LSM12 Antibody

What is LSM12 and why is it important in cancer research?

LSM12 is an RNA-splicing factor belonging to the Sm family involved in RNA processing. It has gained significance in cancer research due to its upregulation in various malignancies. In OSCC, LSM12 is significantly upregulated compared to paired normal tissues, with a 100% positive rate in OSCC tissues versus 91.1% negative rate in normal tissues . Studies show LSM12 promotes cell growth, colony formation, migration, and invasion in cancer cells, while its knockdown inhibits these malignant phenotypes and tumor formation in vivo . LSM12 also regulates alternative splicing of tumor-related genes, making it a potential biomarker and therapeutic target.
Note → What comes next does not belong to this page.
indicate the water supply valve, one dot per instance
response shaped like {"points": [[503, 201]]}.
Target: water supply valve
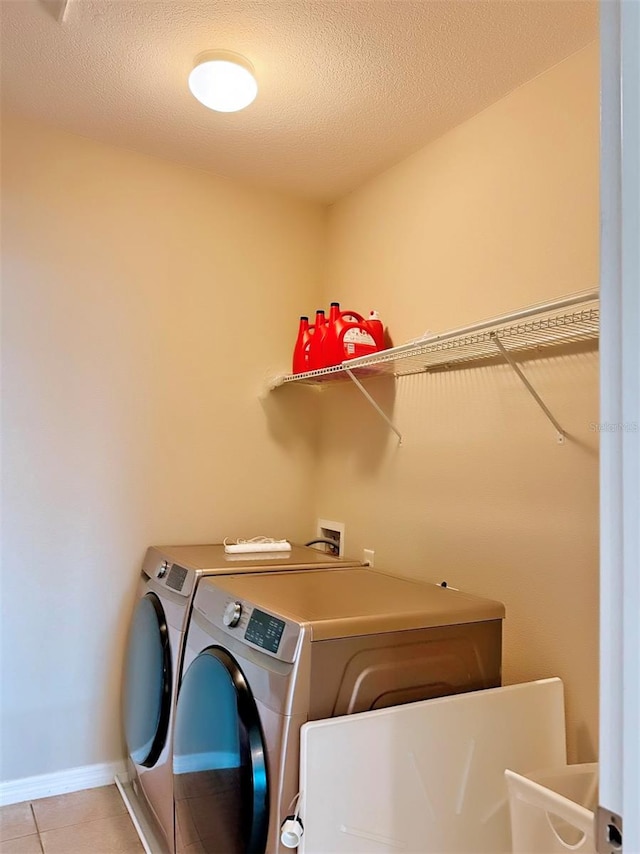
{"points": [[291, 831]]}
What types of LSM12 antibodies are available for research?

Based on research protocols, LSM12 antibodies commonly used in laboratories include rabbit anti-LSM12 monoclonal antibodies, such as those from Abcam (typically used at 1:10000 dilution for Western blotting) . Both polyclonal and monoclonal antibodies are available, with monoclonal antibodies offering greater specificity for particular epitopes of the LSM12 protein. Researchers should select antibodies validated for their specific applications, whether for Western blotting, immunohistochemistry, immunofluorescence, or immunoprecipitation.

What is the molecular weight of LSM12 and how does this affect antibody selection?

LSM12 has a molecular weight that should be considered when selecting antibodies and designing experiments. When performing Western blotting, researchers should expect to visualize LSM12 at its predicted molecular weight. Any deviation might indicate post-translational modifications, alternative splicing variants, or proteolytic degradation. Always verify antibody specifications to ensure they recognize the appropriate isoforms of LSM12 relevant to your research.

How can LSM12 antibodies be used to study cancer progression?

LSM12 antibodies are valuable tools for investigating cancer progression through multiple approaches:

• Tissue analysis: Immunohistochemistry using LSM12 antibodies can assess expression patterns across tumor tissues compared to normal tissues. Studies have shown that in OSCC tissues, LSM12 expression has a 100% positive rate with strong staining throughout the tissues in 92.1% of cases, while normal tissues show 91.1% negative rate .

• Cellular studies: Western blotting with LSM12 antibodies can quantify protein levels in various cancer cell lines. This approach has confirmed significantly higher LSM12 expression in LSM12-overexpressing SCC-25 and CAL 27 cells compared to control cells .

• Functional analysis: Using LSM12 antibodies in conjunction with knockdown or overexpression studies helps correlate LSM12 levels with cancer cell behaviors like proliferation, migration, and invasion.

What role does LSM12 play in different cancer types and how can antibodies help characterize this?

LSM12 has been implicated in multiple cancer types. In OSCC, LSM12 is significantly upregulated in clinical samples . Analysis using the GEPIA database indicates LSM12 is also upregulated in breast invasive carcinoma (BRCA), cervical squamous cell carcinoma and endocervical adenocarcinoma (CESC), cholangiocarcinoma (CHOL), and colon adenocarcinoma (COAD) . In colorectal cancer, LSM12 facilitates cancer progression by activating specific signaling pathways .

LSM12 antibodies enable researchers to:

• Compare expression across different cancer types

• Correlate expression with clinical features and patient outcomes

• Investigate subcellular localization in different cancer contexts

• Examine protein-protein interactions specific to each cancer type

How can LSM12 antibodies be used to validate knockdown or overexpression models?

LSM12 antibodies are essential for confirming the efficacy of genetic manipulations in experimental models. For knockdown validation:

• Western blotting: Primary LSM12 antibodies (such as rabbit anti-LSM12 monoclonal antibody at 1:10000 dilution) can be used with HRP-conjugated secondary antibodies to quantify protein reduction .

• Immunofluorescence: LSM12 antibodies help visualize protein reduction in individual cells and assess transfection efficiency in experiments using lentiviral shRNA systems .

For LSM12 overexpression models, these same techniques confirm increased protein levels, with antibodies against tagged versions (e.g., anti-Flag antibodies at 1:500 dilution) providing an alternative detection method .

What are the optimal conditions for using LSM12 antibodies in Western blotting?

For optimal Western blotting with LSM12 antibodies:

• Sample preparation: Harvest cells and lyse them in an appropriate buffer. Quantify protein extracts using QuantiPro BCA Assay Kit or similar .

• Protein separation: Separate equal quantities of protein by SDS-PAGE and transfer to PVDF membranes.

• Blocking: Block membranes with 5% skim milk to reduce non-specific binding.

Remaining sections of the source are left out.